W_B - 22 Sep 2004 20:08 GMT
>Six months ago I had gum surgery to reduce pockets around my teeth due to
>gum disease. That, of course, exposed more of the teeth. A month or so I
[quoted text clipped - 7 lines]
>
>Anything else to try before that drastic action?

Hurriseal.
--

W_B

Take out the G'RBAGE
wubbabubbazG@RBAGEyahoo.com
Dr. David Leader - 23 Sep 2004 04:22 GMT
Hi Alan,

If the tooth is healthy otherwise, There are various preparations that
can be applied to your tooth.  They range from stronger versions of
the chemical in Sensodyne Toothpaste, to the adhesive used in cosmetic
bonding.  I would try all of these treatments before opting for root
canal treatment.

Additionally, you did not mention how long this has been bothering
you.  I had a tooth bother me for 4 months after a procedure.  That
was years ago.  Not a peep since.  The addage "time heals all wounds"
often applies to teeth.

David Leader, DMD
Malden, Ma.
StovePipe - 24 Sep 2004 18:57 GMT
> Six months ago I had gum surgery to reduce pockets around my teeth due to
> gum disease. That, of course, exposed more of the teeth. A month or so I
[quoted text clipped - 7 lines]
>
> Anything else to try before that drastic action?

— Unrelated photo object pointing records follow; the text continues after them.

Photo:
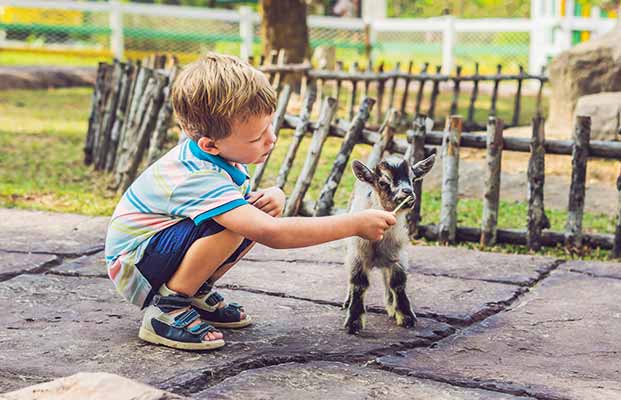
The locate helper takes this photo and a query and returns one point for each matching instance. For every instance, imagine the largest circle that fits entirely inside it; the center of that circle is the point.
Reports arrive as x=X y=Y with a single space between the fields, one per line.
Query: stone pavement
x=492 y=326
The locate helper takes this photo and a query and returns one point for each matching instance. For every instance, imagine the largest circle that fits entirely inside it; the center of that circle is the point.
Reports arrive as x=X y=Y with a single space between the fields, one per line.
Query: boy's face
x=250 y=142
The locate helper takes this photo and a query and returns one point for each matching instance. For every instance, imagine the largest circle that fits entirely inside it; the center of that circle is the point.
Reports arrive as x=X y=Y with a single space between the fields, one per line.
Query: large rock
x=93 y=386
x=590 y=67
x=605 y=111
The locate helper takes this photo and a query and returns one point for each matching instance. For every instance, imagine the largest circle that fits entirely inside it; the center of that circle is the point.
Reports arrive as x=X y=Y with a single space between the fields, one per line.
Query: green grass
x=42 y=135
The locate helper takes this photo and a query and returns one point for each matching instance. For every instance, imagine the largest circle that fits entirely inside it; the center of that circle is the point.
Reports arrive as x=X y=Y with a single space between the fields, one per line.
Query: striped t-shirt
x=184 y=183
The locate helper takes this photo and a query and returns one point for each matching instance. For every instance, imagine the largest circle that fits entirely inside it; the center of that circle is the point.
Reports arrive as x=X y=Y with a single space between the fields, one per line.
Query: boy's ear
x=363 y=173
x=208 y=145
x=421 y=168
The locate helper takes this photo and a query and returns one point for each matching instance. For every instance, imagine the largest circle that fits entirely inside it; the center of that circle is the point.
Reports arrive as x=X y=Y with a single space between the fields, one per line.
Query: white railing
x=549 y=35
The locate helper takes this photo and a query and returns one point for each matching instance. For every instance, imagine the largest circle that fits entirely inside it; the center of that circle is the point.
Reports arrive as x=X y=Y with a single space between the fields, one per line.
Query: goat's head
x=392 y=179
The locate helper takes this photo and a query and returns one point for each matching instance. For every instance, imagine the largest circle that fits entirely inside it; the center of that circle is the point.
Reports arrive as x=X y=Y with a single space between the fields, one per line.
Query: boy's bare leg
x=199 y=264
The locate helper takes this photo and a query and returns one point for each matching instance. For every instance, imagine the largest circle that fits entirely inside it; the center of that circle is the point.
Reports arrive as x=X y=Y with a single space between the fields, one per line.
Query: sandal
x=174 y=331
x=206 y=303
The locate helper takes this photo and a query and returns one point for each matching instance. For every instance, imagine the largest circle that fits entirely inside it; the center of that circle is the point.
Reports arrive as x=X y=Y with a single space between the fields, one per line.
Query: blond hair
x=209 y=94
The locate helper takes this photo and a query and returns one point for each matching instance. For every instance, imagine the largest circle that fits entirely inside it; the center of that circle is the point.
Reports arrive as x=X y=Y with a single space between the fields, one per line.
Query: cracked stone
x=453 y=300
x=20 y=263
x=321 y=380
x=561 y=340
x=431 y=260
x=60 y=325
x=45 y=232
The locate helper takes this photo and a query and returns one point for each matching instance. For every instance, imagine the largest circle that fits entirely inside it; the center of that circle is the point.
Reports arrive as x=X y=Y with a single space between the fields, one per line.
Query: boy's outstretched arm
x=284 y=233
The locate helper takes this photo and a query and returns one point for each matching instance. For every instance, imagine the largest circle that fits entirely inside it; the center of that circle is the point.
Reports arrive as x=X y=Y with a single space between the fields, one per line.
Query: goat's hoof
x=354 y=326
x=406 y=321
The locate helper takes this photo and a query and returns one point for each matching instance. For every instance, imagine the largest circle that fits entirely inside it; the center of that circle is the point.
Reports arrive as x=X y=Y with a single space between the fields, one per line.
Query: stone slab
x=595 y=268
x=55 y=233
x=12 y=264
x=60 y=325
x=432 y=260
x=457 y=301
x=321 y=380
x=92 y=386
x=560 y=341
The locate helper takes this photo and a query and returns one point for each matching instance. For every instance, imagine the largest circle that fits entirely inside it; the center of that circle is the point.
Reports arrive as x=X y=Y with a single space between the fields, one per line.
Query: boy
x=190 y=217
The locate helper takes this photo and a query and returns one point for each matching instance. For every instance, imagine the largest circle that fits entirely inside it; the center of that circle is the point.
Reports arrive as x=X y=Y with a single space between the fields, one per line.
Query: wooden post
x=575 y=208
x=616 y=249
x=447 y=228
x=414 y=154
x=326 y=197
x=457 y=81
x=537 y=219
x=298 y=135
x=491 y=198
x=492 y=109
x=281 y=110
x=518 y=99
x=354 y=88
x=421 y=87
x=473 y=97
x=434 y=93
x=328 y=111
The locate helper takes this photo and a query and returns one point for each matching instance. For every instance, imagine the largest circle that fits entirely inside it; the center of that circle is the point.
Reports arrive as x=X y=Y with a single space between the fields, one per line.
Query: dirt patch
x=45 y=77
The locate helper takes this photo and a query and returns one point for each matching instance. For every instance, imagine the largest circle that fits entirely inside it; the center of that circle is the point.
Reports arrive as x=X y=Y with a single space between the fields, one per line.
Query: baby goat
x=391 y=182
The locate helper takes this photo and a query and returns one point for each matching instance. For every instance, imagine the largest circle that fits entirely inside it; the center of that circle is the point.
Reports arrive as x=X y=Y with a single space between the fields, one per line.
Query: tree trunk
x=283 y=26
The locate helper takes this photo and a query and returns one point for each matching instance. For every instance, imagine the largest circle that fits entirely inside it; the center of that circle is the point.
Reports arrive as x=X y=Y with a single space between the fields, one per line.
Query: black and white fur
x=389 y=183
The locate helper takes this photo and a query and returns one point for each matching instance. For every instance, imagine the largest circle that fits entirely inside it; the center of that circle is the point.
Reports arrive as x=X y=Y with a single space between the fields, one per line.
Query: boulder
x=605 y=111
x=588 y=68
x=92 y=386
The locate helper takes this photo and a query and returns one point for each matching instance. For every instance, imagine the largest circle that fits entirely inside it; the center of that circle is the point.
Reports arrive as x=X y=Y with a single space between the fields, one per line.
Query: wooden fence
x=406 y=90
x=419 y=145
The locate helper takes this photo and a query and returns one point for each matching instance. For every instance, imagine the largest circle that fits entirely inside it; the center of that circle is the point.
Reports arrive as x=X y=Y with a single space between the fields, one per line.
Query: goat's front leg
x=358 y=284
x=403 y=310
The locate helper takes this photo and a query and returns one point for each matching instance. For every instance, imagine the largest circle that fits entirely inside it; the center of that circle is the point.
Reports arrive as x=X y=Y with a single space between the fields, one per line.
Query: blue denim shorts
x=167 y=248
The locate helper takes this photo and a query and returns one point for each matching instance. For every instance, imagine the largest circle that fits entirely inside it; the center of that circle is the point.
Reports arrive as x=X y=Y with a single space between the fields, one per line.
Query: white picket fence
x=548 y=35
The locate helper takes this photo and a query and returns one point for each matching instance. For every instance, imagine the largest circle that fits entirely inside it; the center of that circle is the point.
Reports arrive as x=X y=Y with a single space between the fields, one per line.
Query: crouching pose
x=389 y=184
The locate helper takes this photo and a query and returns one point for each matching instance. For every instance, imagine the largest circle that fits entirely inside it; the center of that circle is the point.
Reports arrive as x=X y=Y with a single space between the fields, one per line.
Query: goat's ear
x=362 y=172
x=421 y=168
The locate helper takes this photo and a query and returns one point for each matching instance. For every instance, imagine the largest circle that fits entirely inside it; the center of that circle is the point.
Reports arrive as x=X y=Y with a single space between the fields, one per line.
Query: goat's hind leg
x=358 y=284
x=403 y=309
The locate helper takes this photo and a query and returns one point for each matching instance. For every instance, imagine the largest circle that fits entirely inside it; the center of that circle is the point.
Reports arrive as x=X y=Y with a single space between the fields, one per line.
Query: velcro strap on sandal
x=185 y=318
x=169 y=303
x=214 y=298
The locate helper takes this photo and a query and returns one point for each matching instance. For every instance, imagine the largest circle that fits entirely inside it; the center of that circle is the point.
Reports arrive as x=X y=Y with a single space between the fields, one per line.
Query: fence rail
x=449 y=41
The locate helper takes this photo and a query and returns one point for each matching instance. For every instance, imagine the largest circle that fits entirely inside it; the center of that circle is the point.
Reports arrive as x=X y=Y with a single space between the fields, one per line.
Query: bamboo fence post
x=328 y=111
x=326 y=197
x=393 y=87
x=381 y=86
x=414 y=154
x=518 y=99
x=121 y=110
x=421 y=87
x=456 y=83
x=447 y=228
x=298 y=135
x=491 y=199
x=616 y=248
x=434 y=93
x=352 y=98
x=473 y=97
x=537 y=219
x=404 y=98
x=164 y=116
x=279 y=118
x=492 y=110
x=575 y=208
x=94 y=117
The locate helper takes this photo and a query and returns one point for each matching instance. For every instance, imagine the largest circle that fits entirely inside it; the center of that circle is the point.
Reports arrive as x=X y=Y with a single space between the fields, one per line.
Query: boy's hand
x=373 y=223
x=271 y=201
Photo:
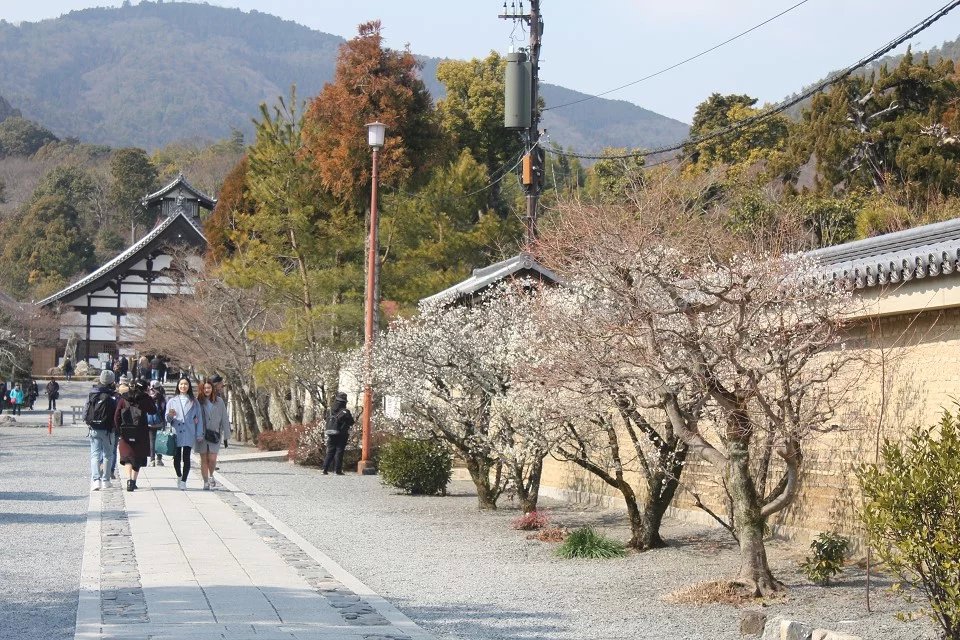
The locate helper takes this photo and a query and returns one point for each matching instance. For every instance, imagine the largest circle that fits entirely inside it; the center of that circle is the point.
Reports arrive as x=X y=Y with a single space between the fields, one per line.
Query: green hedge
x=419 y=467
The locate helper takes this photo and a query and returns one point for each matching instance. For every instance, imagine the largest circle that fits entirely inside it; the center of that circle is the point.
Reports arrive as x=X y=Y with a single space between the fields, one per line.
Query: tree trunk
x=249 y=415
x=754 y=569
x=480 y=474
x=644 y=521
x=528 y=488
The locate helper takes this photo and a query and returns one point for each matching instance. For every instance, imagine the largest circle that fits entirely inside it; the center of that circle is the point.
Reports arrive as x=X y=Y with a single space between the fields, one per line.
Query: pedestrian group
x=132 y=421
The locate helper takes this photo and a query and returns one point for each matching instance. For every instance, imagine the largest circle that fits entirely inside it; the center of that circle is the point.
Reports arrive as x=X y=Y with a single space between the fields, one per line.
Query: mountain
x=949 y=50
x=157 y=72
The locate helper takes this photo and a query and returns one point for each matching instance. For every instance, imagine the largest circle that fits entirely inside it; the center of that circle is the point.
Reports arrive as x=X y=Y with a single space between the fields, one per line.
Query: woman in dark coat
x=131 y=420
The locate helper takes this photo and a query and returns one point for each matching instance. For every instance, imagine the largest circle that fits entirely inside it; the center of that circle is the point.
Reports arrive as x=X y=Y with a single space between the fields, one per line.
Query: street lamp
x=376 y=131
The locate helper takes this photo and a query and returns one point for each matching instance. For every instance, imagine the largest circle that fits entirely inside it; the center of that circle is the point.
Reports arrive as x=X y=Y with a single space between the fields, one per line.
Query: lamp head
x=376 y=132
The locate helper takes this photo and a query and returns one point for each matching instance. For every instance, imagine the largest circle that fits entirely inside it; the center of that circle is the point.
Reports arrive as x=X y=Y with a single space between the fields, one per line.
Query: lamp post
x=376 y=131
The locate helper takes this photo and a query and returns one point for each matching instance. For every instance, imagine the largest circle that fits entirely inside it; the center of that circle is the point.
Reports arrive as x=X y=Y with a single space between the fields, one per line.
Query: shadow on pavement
x=39 y=496
x=485 y=621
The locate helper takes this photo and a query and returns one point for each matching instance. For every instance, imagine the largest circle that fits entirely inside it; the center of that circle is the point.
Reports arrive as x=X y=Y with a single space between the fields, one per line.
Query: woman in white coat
x=183 y=414
x=216 y=424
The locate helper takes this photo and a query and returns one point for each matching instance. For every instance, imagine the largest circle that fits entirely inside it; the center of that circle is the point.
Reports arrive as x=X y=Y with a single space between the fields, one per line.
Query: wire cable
x=783 y=106
x=682 y=62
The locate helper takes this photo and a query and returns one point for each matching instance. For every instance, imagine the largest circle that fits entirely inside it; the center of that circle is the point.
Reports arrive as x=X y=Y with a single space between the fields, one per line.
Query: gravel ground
x=44 y=491
x=465 y=574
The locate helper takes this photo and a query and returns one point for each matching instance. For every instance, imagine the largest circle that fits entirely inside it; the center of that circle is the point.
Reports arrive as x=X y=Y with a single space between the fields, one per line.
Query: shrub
x=531 y=521
x=550 y=534
x=277 y=440
x=829 y=550
x=419 y=467
x=587 y=543
x=912 y=516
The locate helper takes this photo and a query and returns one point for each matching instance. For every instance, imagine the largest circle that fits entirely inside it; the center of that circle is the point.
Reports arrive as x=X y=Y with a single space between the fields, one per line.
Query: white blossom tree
x=455 y=370
x=740 y=351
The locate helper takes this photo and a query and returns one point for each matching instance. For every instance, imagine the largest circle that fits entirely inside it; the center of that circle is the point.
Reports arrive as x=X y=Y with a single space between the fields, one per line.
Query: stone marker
x=771 y=630
x=792 y=630
x=780 y=629
x=752 y=622
x=826 y=634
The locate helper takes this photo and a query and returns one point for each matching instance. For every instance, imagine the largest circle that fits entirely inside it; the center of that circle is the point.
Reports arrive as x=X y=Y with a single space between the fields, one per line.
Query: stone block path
x=160 y=563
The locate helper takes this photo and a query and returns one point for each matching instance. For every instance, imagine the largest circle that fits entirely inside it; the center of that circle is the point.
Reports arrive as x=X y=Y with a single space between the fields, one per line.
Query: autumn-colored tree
x=370 y=83
x=289 y=240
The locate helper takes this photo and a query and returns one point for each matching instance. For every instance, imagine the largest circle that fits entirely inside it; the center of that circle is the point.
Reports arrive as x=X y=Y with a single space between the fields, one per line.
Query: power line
x=783 y=106
x=682 y=62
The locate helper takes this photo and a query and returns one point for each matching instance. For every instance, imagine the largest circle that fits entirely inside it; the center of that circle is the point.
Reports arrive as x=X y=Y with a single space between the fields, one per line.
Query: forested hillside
x=157 y=72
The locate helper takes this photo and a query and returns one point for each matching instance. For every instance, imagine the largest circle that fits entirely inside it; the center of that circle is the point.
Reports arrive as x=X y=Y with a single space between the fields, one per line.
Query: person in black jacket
x=338 y=432
x=53 y=392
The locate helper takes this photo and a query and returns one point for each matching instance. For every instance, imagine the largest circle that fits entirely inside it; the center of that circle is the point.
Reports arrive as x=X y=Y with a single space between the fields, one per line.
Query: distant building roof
x=130 y=256
x=518 y=266
x=922 y=252
x=179 y=182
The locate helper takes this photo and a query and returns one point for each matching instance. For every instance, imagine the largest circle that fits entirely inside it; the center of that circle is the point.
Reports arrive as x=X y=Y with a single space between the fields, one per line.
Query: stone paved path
x=160 y=563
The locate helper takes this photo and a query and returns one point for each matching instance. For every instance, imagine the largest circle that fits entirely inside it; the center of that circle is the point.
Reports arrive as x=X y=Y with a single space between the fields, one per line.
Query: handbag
x=211 y=436
x=166 y=444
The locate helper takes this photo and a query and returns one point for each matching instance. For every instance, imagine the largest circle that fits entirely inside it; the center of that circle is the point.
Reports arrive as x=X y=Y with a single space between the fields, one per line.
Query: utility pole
x=533 y=170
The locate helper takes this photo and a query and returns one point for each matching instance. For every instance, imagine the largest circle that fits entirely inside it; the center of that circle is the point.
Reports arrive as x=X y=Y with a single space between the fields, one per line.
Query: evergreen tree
x=45 y=247
x=472 y=114
x=433 y=239
x=134 y=176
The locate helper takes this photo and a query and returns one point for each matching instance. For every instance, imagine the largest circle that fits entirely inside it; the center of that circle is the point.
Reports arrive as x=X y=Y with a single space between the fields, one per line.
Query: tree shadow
x=51 y=616
x=38 y=496
x=7 y=517
x=486 y=621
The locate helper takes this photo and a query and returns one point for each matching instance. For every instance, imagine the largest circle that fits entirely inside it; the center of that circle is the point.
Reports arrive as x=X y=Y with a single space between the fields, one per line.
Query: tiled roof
x=922 y=252
x=487 y=276
x=128 y=255
x=180 y=181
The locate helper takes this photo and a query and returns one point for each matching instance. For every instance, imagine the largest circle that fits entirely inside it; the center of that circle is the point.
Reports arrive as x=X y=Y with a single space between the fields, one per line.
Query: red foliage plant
x=532 y=521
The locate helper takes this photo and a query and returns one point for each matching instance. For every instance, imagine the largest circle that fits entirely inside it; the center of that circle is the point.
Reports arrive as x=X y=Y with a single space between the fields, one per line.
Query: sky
x=594 y=46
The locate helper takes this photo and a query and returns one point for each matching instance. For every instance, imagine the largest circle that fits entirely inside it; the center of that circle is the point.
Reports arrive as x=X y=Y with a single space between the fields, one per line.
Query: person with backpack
x=155 y=420
x=216 y=430
x=130 y=416
x=16 y=399
x=338 y=432
x=99 y=416
x=33 y=391
x=183 y=414
x=53 y=392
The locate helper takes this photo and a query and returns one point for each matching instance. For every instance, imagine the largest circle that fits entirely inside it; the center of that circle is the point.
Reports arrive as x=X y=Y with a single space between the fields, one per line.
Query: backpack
x=131 y=419
x=333 y=424
x=99 y=411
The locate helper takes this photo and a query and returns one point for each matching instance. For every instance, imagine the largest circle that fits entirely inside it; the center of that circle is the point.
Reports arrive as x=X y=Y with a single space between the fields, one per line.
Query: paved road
x=43 y=512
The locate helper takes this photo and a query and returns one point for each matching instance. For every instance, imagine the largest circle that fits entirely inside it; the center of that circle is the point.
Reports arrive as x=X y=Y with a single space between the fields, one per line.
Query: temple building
x=103 y=313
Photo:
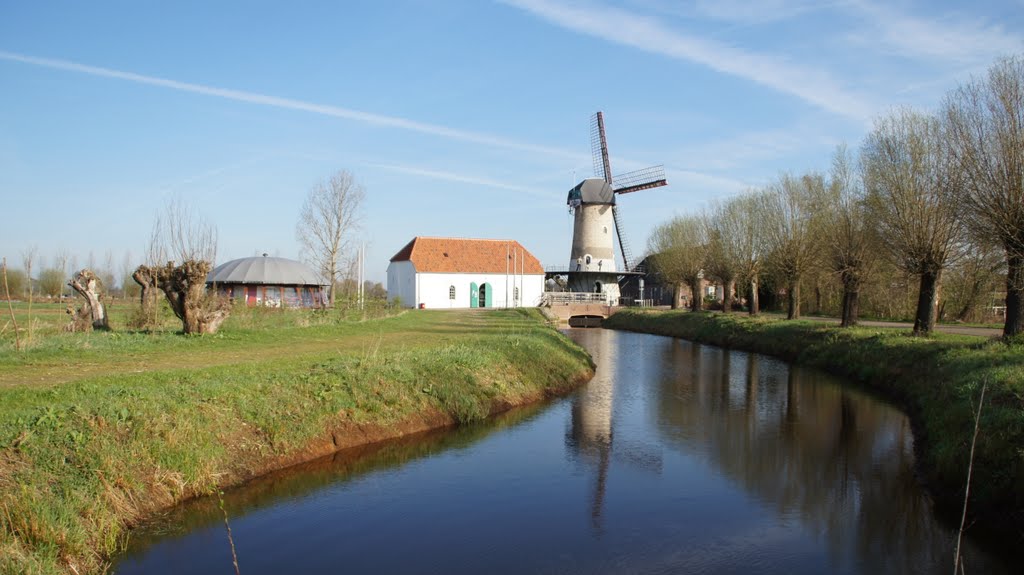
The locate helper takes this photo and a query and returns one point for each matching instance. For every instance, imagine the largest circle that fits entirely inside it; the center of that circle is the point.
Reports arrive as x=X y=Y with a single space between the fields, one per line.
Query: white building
x=451 y=272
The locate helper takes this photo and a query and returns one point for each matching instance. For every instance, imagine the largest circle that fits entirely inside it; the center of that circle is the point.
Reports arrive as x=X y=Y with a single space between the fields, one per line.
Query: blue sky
x=465 y=119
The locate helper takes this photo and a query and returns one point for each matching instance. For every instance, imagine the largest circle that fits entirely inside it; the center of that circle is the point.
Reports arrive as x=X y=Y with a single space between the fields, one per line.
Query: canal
x=676 y=457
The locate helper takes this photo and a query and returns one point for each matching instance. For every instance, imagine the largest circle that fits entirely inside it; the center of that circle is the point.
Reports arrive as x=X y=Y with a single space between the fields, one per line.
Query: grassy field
x=937 y=380
x=99 y=430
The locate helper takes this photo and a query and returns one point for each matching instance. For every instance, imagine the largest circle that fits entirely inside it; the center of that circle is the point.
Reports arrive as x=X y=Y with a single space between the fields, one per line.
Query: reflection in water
x=833 y=458
x=676 y=457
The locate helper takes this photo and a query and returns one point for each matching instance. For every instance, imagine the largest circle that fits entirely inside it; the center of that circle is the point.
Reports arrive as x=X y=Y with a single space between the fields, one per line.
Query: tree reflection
x=839 y=461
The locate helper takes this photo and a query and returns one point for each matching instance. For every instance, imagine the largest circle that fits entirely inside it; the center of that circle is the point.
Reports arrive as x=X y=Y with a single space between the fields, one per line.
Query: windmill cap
x=591 y=190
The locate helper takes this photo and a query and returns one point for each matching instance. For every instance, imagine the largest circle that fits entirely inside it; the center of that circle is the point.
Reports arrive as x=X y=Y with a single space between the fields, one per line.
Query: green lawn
x=99 y=430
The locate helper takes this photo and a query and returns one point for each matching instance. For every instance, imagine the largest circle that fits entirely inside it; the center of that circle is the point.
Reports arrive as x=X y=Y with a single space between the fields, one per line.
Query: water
x=676 y=458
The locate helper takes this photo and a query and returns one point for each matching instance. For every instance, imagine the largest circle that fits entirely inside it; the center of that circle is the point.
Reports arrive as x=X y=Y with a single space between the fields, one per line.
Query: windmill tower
x=592 y=260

Try all the varnish and liquid and tooth paste products mentioned by the
others and see how it goes. If that doesn't work, ask your dentist to
refer you to a dentist that uses a hard tissue laser; ex WaterLase or
Kavo or DeLite or others. A few zaps on the particular zone will last
quite a while. If it DOESN'T last for quite a while, ask for the
PulseMaster Laser (or older American Dental Hygienics). That is a Nd-YAG
Laser that will actually vitrify the surface of your exposed root.

Regardless, MODIFY your BRUSHING technique to be atraumatic: brush up
and down WITHOUT a screw-driver type of motion (keep the wrist from
moving) and CLOSE your MOUTH a bit: Put your brush in your mouth on the
cheek side and OPEN WIDE... See how the brush is hard against the teeth
and gums? Now, CLOSE your mouth a bit. See how the pressure comes off?
This is how you must be if you're going to brush GENTLY, so as not to
scrape more surface or desensitizing product off the exposed root or
traumatize the gum so it melts away some more... It is far better to
brush gently FOUR times a day than brush TWO times harshly. Wait about
20 min after eating b/4 brushing (saliva alkalinizes the mouth).

Lastly, I still like the effect of Gel-Kam. You can brush your teeth at
night, then floss, then brush AGAIN with Gel-Kam. Spit but don't rinse.
Now leave it like that till morning.
boOM
SP
Signature

Not a real Addy, yet

Alan Bell - 27 Sep 2004 03:43 GMT
> Try all the varnish and liquid and tooth paste products mentioned by the
> others and see how it goes. If that doesn't work, ask your dentist to
[quoted text clipped - 18 lines]
> night, then floss, then brush AGAIN with Gel-Kam. Spit but don't rinse.
> Now leave it like that till morning.

Thanks to everyone who offered suggestions. (I love the Internet.)